Like a “candle in the wind,” Elton John extinguished the contemporary positive chatter surrounding marijuana legalization in an interview with Time Magazine published last week. He claimed efforts to legalize the drug were a huge societal error. Apparently, he finally realized what anti-weed proponents have known for quite some time: Marijuana is harmful.
“I maintain that it’s addictive. It leads to other drugs,” said Time Magazine’s “Icon of the Year” for 2024. “And when you’re stoned — and I’ve been stoned — you don’t think normally. Legalizing marijuana in America and Canada is one of the greatest mistakes of all time.”
John’s epiphany on marijuana represents, shall we say, the “circle of life” of many marijuana legalization proponents. First, they use the drug. Then, they support legalizing the drug. Then, after enough harmful things have occurred as a result of using the drug, they realize marijuana was terrible all along. Then, they acknowledge it should have never been legalized.

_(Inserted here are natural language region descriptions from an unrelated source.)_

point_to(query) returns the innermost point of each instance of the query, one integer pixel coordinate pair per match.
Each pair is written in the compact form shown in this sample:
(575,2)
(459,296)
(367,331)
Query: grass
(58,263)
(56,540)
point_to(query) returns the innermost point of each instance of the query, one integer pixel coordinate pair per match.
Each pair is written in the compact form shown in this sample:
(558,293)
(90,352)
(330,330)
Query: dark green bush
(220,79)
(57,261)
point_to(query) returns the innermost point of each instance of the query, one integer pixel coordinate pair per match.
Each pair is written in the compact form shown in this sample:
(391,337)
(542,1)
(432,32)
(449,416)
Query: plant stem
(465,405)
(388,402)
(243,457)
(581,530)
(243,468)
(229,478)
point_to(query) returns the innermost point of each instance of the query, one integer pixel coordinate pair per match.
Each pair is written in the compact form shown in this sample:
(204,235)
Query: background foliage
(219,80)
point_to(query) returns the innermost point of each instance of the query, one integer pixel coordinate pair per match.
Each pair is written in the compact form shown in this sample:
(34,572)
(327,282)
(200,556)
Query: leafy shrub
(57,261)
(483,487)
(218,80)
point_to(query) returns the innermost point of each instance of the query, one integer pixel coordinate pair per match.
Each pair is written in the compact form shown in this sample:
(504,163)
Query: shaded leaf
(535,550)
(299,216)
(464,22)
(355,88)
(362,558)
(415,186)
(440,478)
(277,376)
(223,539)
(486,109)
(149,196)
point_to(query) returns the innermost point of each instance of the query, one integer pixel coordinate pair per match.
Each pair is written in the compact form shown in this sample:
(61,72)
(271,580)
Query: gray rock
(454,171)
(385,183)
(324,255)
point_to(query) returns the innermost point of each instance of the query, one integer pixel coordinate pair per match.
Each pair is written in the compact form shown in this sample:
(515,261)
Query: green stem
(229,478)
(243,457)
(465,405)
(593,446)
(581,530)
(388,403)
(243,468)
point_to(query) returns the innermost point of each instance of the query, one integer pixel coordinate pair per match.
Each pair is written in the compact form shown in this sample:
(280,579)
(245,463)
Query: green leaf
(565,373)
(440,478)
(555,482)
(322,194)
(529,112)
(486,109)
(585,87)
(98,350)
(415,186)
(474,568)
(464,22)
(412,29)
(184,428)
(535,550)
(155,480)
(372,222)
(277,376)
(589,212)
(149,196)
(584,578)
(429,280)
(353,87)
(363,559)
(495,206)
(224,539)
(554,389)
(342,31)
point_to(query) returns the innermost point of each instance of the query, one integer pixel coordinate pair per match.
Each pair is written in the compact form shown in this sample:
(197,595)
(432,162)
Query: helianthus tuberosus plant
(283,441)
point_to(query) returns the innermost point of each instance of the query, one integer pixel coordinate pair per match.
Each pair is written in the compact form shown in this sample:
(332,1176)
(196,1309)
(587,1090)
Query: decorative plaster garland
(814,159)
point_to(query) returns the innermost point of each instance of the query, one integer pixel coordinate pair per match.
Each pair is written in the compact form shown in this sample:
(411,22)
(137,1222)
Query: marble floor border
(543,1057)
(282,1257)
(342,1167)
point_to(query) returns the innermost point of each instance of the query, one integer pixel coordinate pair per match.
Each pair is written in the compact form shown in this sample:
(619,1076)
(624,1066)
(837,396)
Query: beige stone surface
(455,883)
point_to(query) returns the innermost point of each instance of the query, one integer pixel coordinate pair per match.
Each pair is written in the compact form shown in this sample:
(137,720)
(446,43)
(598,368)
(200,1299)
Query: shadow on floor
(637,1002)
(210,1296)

But while many marijuana enthusiasts might tell the rock and roll Hall of Famer to “don’t go breaking my heart,” they should heed his advice. Despite its rebranding in pop culture as a kind of benevolent drug, studies have found that the regular use of marijuana has been linked to many harmful health conditions. One of the first was published shortly after Colorado and Washington became the first states to legalize the recreational use of cannabis in 2012.
Consider this study by Northwestern Medicine in 2013, which found a link between regular marijuana use by adolescents and “abnormal changes in their brain structures related to working memory and performed poorly on memory tasks.” Moreover, damage to the brain includes memory-related structures that “appeared to shrink and collapse inward,” with a possible decrease in brain neurons, according to the study. Additionally, these abnormalities became synonymous with “schizophrenia-related brain abnormalities.”
In 2023, Northwestern Medicine released another study about the dangerous effects of marijuana use. This research found that “recent and long-term marijuana use” is linked to “changes in the human epigenome.” Epigenetics analyzes the effects of behavior and the environment on human genes.
“The observed marijuana markers were also associated with cell proliferation, infection, and psychiatric disorders,” said Lifang Hou, MD, PhD, one of the researchers of the study.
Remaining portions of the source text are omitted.